Let’s read the test data and see how we go
# --- read test data --------------------------------------
read.csv( file.path(home, "data/rawData/test.csv")) %>%
as_tibble() %>%
saveRDS( file.path(home, "data/rData/test.rds"))
testRawDF <- readRDS(file.path(home, "data/rData/test.rds"))

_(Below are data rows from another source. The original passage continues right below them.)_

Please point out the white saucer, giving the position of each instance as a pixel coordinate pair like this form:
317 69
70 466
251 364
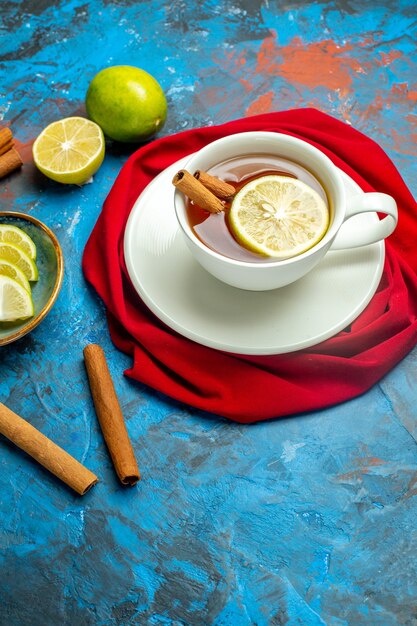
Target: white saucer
196 305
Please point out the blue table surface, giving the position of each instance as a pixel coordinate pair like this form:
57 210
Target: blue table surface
307 520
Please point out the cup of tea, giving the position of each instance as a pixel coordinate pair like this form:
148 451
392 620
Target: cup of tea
239 160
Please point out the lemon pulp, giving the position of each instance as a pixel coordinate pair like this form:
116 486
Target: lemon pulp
278 216
70 150
15 301
14 254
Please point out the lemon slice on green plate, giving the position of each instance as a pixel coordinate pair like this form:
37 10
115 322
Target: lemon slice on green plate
14 254
70 150
15 301
278 216
15 235
11 270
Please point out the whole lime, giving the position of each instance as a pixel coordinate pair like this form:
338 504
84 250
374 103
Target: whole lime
127 103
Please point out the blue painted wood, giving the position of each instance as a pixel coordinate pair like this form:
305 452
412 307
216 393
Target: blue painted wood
308 520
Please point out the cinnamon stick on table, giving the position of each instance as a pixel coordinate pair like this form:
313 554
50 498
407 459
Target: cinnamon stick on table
195 190
45 451
110 415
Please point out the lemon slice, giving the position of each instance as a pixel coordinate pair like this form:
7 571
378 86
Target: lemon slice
14 254
8 269
70 150
278 216
15 302
13 234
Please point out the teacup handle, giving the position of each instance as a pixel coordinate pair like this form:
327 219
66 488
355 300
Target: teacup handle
365 203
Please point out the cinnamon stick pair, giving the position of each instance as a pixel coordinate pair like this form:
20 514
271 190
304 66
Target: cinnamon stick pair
10 158
205 190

# --- create a submission ----------------------------------
testRawDF %>%
mutate( yhat = Hours_Streamed * Avg_viewer_ratio) %>%
# --- rank large to small -----------------
mutate( Rank = rank(-yhat) ) %>%
# --- format submission -----------------
select( Game, Rank) %>%
arrange( Rank) %>%
print() %>%
write.csv( file.path( home, "temp/submission1.csv"),
row.names=FALSE)## # A tibble: 200 x 2
## Game Rank
## <chr> <dbl>
## 1 Just Chatting 1
## 2 Grand Theft Auto V 2
## 3 League of Legends 3
## 4 VALORANT 4
## 5 Call of Duty: Warzone 5
## 6 Fortnite 6
## 7 Minecraft 7
## 8 Counter-Strike: Global Offensive 8
## 9 Apex Legends 9
## 10 Resident Evil Village 10
## # ... with 190 more rowsI submitted this and, of course, I scored a perfect 1.0. Three other competitors also scored 1.0, but apart from those entries the best score was 0.36. What can you say?
What this example shows
Fortunately for Sliced, the four competitors did not notice that the correct predictions were so obvious, otherwise it would have been a very short episode.